Host for Student Job Shadow
If an interested mentor is not paired with a student as the official mentor in the course, he/she still has an opportunity to be involved by hosting students in the workplace for job shadowing experiences. During the semester, each student must log at least 2 job shadowing experiences, spending from 2-6 hours with a professional gleaning additional lessons and insights from a professional other than his/her mentor. This helps ensure a more rounded perspective for the student, and allows the student to further network and form a constellation mentoring group.
Mentor Interest Lunch
If you are interested in being involved in this course as a mentor, email firstname.lastname@example.org to express your interest. Two or three lunch dates will be offered in August providing an overview of the course and allowing for Q/A.
History of the program
Over 120 business professionals served as mentors to 145 students in the College of Business from 2006-2010. What a tremendous opportunity for our students this has been! As faculty, we strive to teach servant leadership – local business mentors help us model it.
For 2010-2011 we made some changes to our Mentor Program.
Why was the program changed?
Each year we sought feedback through follow-up surveys. Results identified the need for greater accountability for students than a volunteer program provided. While both students and mentors have approached mentoring relationships with the best of intentions, life has a way of getting busy. A “volunteer” time commitment can fall on priority lists.
Also, while some students grasp the deep and meaningful implications of a great mentoring relationship, others do not. There needed to be a way to bridge the gap in student and mentor understanding at the start of the relationship. Discussions of the importance of what a mentoring relationship provides with both groups would help bridge these gaps, and gaps in generational approaches.
Research of mentor programs supports accountability. It shows that the most effective programs are the most intentional; effective programs seek to bridge gaps in both mentor and protégé understanding, and they focus on both mentoring theory and practice.
How did the program change?
What had historically been a volunteer program was redesigned as a 3-credit-hour special topics course called “Mentorship.”
Our pilot “Mentorship” course was offered this spring. Students took a week of intensive study in January followed by 14 weeks to build the mentoring relationship.

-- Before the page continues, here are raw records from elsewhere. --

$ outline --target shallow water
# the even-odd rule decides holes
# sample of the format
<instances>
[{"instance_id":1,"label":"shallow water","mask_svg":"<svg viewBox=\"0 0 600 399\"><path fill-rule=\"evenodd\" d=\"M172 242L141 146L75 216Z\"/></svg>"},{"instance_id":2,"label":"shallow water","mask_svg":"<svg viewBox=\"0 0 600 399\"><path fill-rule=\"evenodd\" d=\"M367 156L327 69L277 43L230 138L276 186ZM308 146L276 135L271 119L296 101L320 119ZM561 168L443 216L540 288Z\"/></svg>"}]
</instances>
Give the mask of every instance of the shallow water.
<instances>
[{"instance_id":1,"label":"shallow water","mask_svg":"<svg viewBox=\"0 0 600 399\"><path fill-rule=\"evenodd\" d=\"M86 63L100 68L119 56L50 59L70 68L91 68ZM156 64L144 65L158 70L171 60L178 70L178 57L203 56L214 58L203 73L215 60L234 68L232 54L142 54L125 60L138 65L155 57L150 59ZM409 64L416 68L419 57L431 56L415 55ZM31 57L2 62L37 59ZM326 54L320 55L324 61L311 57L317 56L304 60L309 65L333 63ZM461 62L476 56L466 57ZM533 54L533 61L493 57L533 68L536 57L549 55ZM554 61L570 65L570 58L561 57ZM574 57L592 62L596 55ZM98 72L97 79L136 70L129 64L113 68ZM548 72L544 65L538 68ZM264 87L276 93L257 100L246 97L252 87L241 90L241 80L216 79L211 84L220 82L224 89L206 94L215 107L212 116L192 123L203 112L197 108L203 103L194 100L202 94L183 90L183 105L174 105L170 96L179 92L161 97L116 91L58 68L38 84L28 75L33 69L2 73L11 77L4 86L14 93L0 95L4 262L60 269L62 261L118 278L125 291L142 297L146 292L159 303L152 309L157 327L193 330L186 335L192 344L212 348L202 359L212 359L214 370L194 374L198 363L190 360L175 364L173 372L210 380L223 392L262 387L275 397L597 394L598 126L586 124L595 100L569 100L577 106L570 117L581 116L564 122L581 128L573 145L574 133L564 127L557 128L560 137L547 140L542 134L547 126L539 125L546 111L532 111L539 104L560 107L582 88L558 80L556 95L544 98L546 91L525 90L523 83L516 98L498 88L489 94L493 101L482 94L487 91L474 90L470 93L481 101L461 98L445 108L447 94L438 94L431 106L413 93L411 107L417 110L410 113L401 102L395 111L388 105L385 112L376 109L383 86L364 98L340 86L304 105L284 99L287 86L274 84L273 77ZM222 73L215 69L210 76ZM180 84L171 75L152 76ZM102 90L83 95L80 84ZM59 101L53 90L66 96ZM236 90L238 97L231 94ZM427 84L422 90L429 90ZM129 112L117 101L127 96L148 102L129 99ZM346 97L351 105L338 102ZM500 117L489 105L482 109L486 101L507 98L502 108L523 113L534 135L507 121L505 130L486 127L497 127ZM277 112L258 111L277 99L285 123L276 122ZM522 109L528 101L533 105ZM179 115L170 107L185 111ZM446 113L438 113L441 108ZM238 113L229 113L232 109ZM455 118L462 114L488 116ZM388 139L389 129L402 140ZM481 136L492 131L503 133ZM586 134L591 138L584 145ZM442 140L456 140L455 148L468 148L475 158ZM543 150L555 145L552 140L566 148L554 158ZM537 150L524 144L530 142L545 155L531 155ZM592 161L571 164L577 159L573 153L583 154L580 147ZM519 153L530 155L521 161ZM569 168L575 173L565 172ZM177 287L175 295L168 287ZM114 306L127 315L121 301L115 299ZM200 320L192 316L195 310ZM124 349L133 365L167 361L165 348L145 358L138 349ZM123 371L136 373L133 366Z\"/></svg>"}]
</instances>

The week-long intensive study involved four days of morning discussions on the theory and practice of mentorship, followed by afternoons of panel discussions with business professionals and a field trip to a company to observe its organizational mentor program. Students had assigned readings and team activities, and set specific goals for the program based on overall career objectives. The week culminated with a networking lunch on Friday where each student was paired with a specific mentor, and had the opportunity to meet additional business professionals to job shadow.